I don’t set the unique ID. Documentation claims that it is set from
the hostname. They will surely be unique, or the whole world would
blow up. How can I check the actual unique ID being used? The kernel
reports a blank one, but I think that just means to use the hostname.
We could obviously set a unique one if that would be useful.
On Apr 13, 2021, at 11:35 AM, Benjamin Coddington
<bcodding@xxxxxxxxxx> wrote:
It would be interesting to know why your clients are failing to
reclaim their locks. Something is misconfigured. What server are
you using, and is there anything fancy on the server-side (like HA)?
Is it possible that you have clients with the same nfs4_unique_id?
Ben
On 13 Apr 2021, at 11:17, hedrick@xxxxxxxxxxx wrote:
many, though not all, of the problems are “lock reclaim failed”.

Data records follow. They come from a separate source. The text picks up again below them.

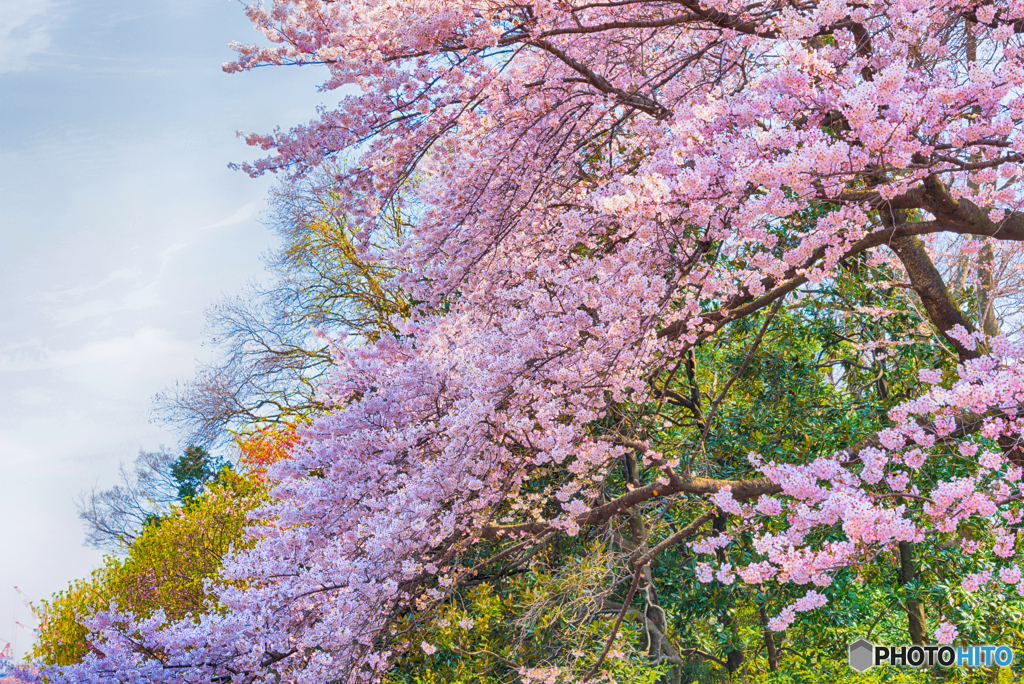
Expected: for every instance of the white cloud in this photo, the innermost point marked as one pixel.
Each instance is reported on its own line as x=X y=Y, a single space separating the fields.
x=24 y=32
x=150 y=352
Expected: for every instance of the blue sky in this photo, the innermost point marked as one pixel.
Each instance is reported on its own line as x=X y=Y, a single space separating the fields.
x=120 y=223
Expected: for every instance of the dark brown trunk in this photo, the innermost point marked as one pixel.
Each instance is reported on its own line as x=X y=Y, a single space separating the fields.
x=915 y=621
x=769 y=641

On Apr 13, 2021, at 10:52 AM, Patrick Goetz
<pgoetz@xxxxxxxxxxxxxxx> wrote:
I use NFS 4.2 with Ubuntu 18/20 workstations and Ubuntu 18/20
servers and haven't had any problems.
Check your configuration files; the last time I experienced
something like this it's because I inadvertently used the same fsid
on two different exports. Also recommend exporting top level
directories only. Bind mount everything you want to export into
/srv/nfs and only export those directories. According to Bruce F.
this doesn't buy you any security (I still don't understand why),
but it makes for a cleaner system configuration.
On 4/13/21 9:33 AM, hedrick@xxxxxxxxxxx wrote:
I am in charge of a large computer science dept computing
infrastructure. We have a variety of student and develo9pment
users. If there are problems we’ll see them.
We use an Ubuntu 20 server, with NVMe storage.
I’ve just had to move Centos 7 and Ubuntu 18 to use NFS 4.0. We
had hangs with NFS 4.1 and 4.2. Files would appear to be locked,
although eventually the lock would time out. It’s too soon to be
sure that moving back to NFS 4.0 will fix it. Next is either NFS 3
or disabling delegations on the server.
Are there known versions of NFS that are safe to use in production
for various kernel versions? The one we’re most interested in is
Ubuntu 20, which can be anything from 5.4 to 5.8.